What are HPC defects?
From HPCBugBase
The primary purpose of HPCBugBase is to accumulate knowledge about HPC defects.
Contents |
[edit] HPC defects vs. non-HPC defects
The first question is that what differentiates HPC defects from non-HPC ones. The reason we want to make this distinction in the first place is to focus our efforts. We feel that software defects in general have so many different aspects that if we broaden the scope too much, the content would be diffused among a lot of fragmented information. By concentrating on a particular software domain, i.e., HPC, we hope to provide the knowledge that is actually useful to the community.
Therefore, we want to document defects if they would interest the HPC community. Since such a judgment is subjective, we roughly divide software defects into three classes as follows:
- Those which are clearly characteristic to HPC development. Eg., misuse of HPC language features. We consider the defects in this class as HPC defects.

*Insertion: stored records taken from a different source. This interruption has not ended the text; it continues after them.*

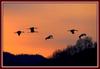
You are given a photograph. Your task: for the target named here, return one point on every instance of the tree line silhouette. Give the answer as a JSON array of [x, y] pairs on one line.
[[83, 53]]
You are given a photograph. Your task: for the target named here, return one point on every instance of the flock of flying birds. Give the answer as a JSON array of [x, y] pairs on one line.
[[32, 30]]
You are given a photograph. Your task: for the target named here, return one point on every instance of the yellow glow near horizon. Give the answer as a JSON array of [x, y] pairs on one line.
[[49, 18]]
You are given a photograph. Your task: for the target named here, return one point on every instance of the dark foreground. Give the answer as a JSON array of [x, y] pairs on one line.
[[83, 53]]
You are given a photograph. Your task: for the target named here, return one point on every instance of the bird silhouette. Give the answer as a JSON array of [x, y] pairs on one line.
[[19, 32], [32, 29], [72, 31], [49, 37], [82, 35]]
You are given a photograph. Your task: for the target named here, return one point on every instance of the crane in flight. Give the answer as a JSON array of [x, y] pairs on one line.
[[72, 31]]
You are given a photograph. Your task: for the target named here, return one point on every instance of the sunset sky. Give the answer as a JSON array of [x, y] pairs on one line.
[[50, 18]]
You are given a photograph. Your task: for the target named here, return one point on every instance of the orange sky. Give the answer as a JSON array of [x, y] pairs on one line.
[[49, 18]]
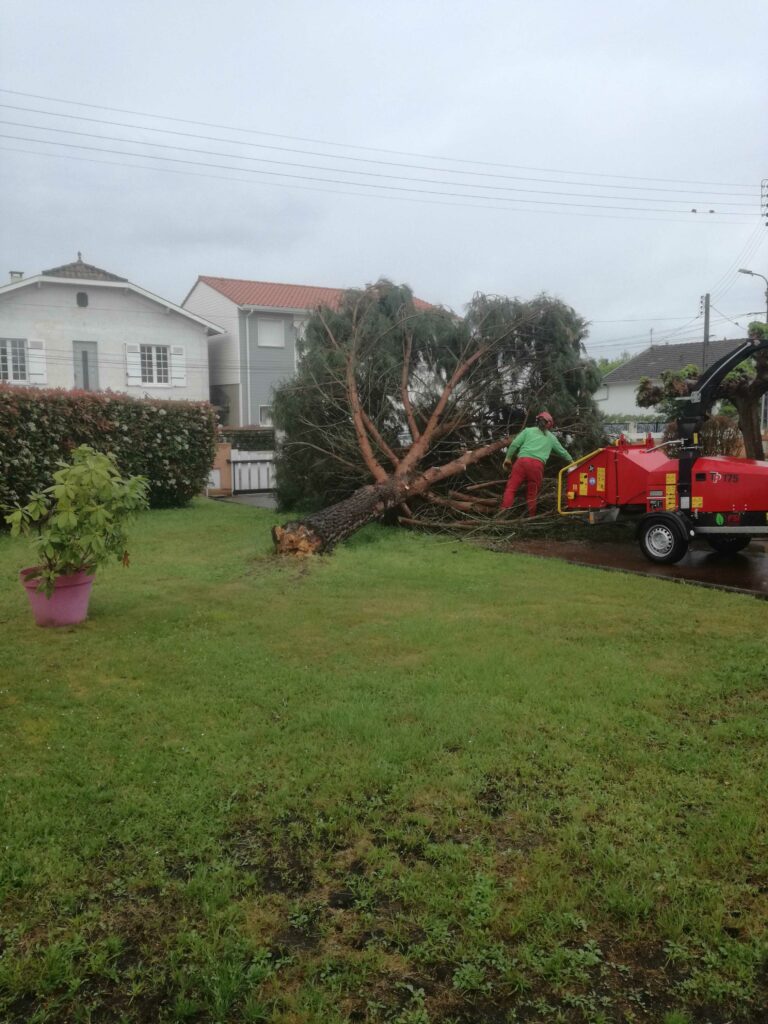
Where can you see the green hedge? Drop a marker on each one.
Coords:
(170, 442)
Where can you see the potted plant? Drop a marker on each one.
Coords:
(77, 523)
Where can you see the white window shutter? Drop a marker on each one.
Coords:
(133, 365)
(178, 367)
(37, 372)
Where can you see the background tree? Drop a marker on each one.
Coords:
(410, 397)
(743, 387)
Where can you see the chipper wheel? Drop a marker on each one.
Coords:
(663, 539)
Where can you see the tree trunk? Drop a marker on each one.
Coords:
(749, 424)
(323, 530)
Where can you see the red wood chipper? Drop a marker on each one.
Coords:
(722, 499)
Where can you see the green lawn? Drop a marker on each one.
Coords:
(414, 782)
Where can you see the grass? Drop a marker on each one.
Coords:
(414, 782)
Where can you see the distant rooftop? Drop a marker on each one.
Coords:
(655, 359)
(82, 271)
(276, 296)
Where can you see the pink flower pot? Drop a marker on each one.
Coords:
(67, 605)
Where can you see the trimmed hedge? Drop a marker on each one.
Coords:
(172, 443)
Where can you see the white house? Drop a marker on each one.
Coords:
(616, 395)
(79, 327)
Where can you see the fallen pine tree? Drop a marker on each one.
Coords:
(399, 397)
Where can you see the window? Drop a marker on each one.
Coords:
(155, 366)
(12, 359)
(270, 334)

- Those which are clearly seen in any type of software development. Eg., simple syntax errors. We do not consider the defects in this class as HPC defects.
- Those in between. Important in HPC development, but may be seen in other kinds of software. Eg., problems with concurrency. We consider the defects in this class as HPC defects. An emphasis should be put on the aspects strongly related to HPC.
Unfortunately, the above is not a completely objective definition yet. Our current approach is that when we are not sure, we put an example description in the experience base and ask experts' opinion. We will update the definition in the future when we have enough number of such cases to determine which should/should not be considered as HPC defects.
[edit] Generic vs. specific
- HPC generic
- Language specific
- Machine specific
- Compiler specific
- Application specific
[edit] Algorithmic vs. coding
Our observations show that scientists tend to think there is a difference between a defect associated with underlying scientific models and algorithms, and a defect with implementation.
[edit] Correctness vs. performance
When software defects (or bugs) are discussed, one question that often arises is whether a performance problem is a kind of defects. In generic programming, a program that runs slowly but returns a right output is usually not considered as defective; it may not be optimized, but it's a correct program. In HPC, however, speed is a critical factor. Scientist's primary interest is to obtain a scientific result within the resource allocated. If a program is too slow, or doesn't scale to a large number of processors, they have to reduce the size of the problem, or in the worst case, they have give up.
Since the criteria for whether a program is "fast enough" depend on various context variables, providing a clear definition of performance defects is a difficult task. Intuitively, we consider a program contains a performance defect when a simple alternative solution is known to improve the execution speed significantly. Such a solution can be the use of different language features, restructuring of data, or even the replacement of the algorithm if that is relatively trivial.